Вот уже несколько дней, почти неделю, я переживаю предсмертную агонию и предаюсь воспоминаниям. Инсульт случился внезапно, на ровном месте — я смотрела по телевизору новости о вирусе. Я не успела как следует подготовиться, и теперь дама, которая, должно быть, и есть сама смерть, сидит у меня в ногах, приглашая за ней следовать. Я уже толком не различаю день и ночь, и это меня не беспокоит, потому что боль и память не измеряются часами. Морфий усыпляет меня и переносит в измерение снов и видений. Этельвине пришлось снять со стены картину, изображающую китайских крестьян, которая всегда висела напротив моей кровати, потому что эта парочка, прежде неподвижно стоявшая с корзиной для пикника и в соломенных шляпах-конусах, покидала раму и бродила по моей спальне, шаркая сандалиями. Все это, скорее всего, из-за морфия, потому что я в сознании, я всегда в своем уме; тело больше никуда не годится, зато мозг все еще цел. Забавные крестьяне отправились в Большой дом с камелиями, где их дожидался мой отец, покуривая в библиотеке.

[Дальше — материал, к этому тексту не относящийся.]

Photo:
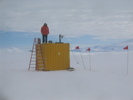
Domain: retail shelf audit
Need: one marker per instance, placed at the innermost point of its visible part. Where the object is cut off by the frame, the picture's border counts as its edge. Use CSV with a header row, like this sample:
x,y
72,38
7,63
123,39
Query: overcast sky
x,y
101,19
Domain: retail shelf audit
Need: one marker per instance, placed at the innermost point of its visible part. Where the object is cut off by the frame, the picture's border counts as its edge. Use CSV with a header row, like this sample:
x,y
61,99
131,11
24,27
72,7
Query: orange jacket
x,y
45,30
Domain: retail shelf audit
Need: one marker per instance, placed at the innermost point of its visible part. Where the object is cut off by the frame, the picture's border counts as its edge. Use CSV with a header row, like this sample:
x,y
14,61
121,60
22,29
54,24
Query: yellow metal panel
x,y
39,58
56,56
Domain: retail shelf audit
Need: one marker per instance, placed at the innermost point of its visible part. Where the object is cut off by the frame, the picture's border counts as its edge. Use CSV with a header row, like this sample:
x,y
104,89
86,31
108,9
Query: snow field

Они принесли ему рис и надежду.
Если врач ошибся и я не умру, все будут страшно разочарованы. Но этого не произойдет. Время от времени меня уносит куда-то вверх, как столб дыма, и оттуда я вижу, как лежу на кровати, изо всех сил пытаясь дышать, такая крохотная, что мой силуэт едва различим под одеялом. Ах! Какой невероятный опыт — оторваться от тела и парить в воздухе! Вот я наконец и свободна. Умереть не так просто, Камило. Спешить некуда, я буду мертва очень долго, но ожидание Изматывает. Единственное, о чем я жалею, — мы больше не будем вместе, но пока ты помнишь меня, я так или иначе с тобой. Когда я спросила тебя, будешь ли ты по мне скучать, ты ответил, что я всегда буду сидеть в кресле-качалке внутри твоего сердца. Иногда ты бываешь сентиментален, Камило. Вряд ли ты будешь сильно тосковать, ты так занят своими неизлечимыми бедняками, что у тебя попросту не найдется времени подумать обо мне, но возможно, тебе будет не хватать моих писем. Если мое отсутствие тебя немного огорчит, Майлен тебя утешит; что-то мне подсказывает, что она в тебя влюблена. Уверена, ваша договоренность быть исключительно друзьями продлится не так много времени; я слишком долго жила, чтобы верить в обет целомудрия и прочую белиберду. Кроме того, ты сам говорил, что целомудрие и целибат — не одно и то же. В общем, иезуитом ты был, иезуитом и остался.
Этельвина плачет, когда ей кажется, что я ее не слышу. Она была моим лучшим другом и опорой в том возрасте, когда тело больше не слушается и требует помощи, даже чтобы сходить в туалет. Скоро я покину эту изношенную плоть, которая целое столетие служила мне верой и правдой и наконец пришла в негодность.
— Я умираю, Этельвина?
— Да, сеньора. Вам страшно?
— Нет. Мне любопытно. Что ждет меня по ту сторону?
— Я не знаю.
— Спроси у Камило.
— Я уже спросила, сеньора. Он говорит, что и сам не знает.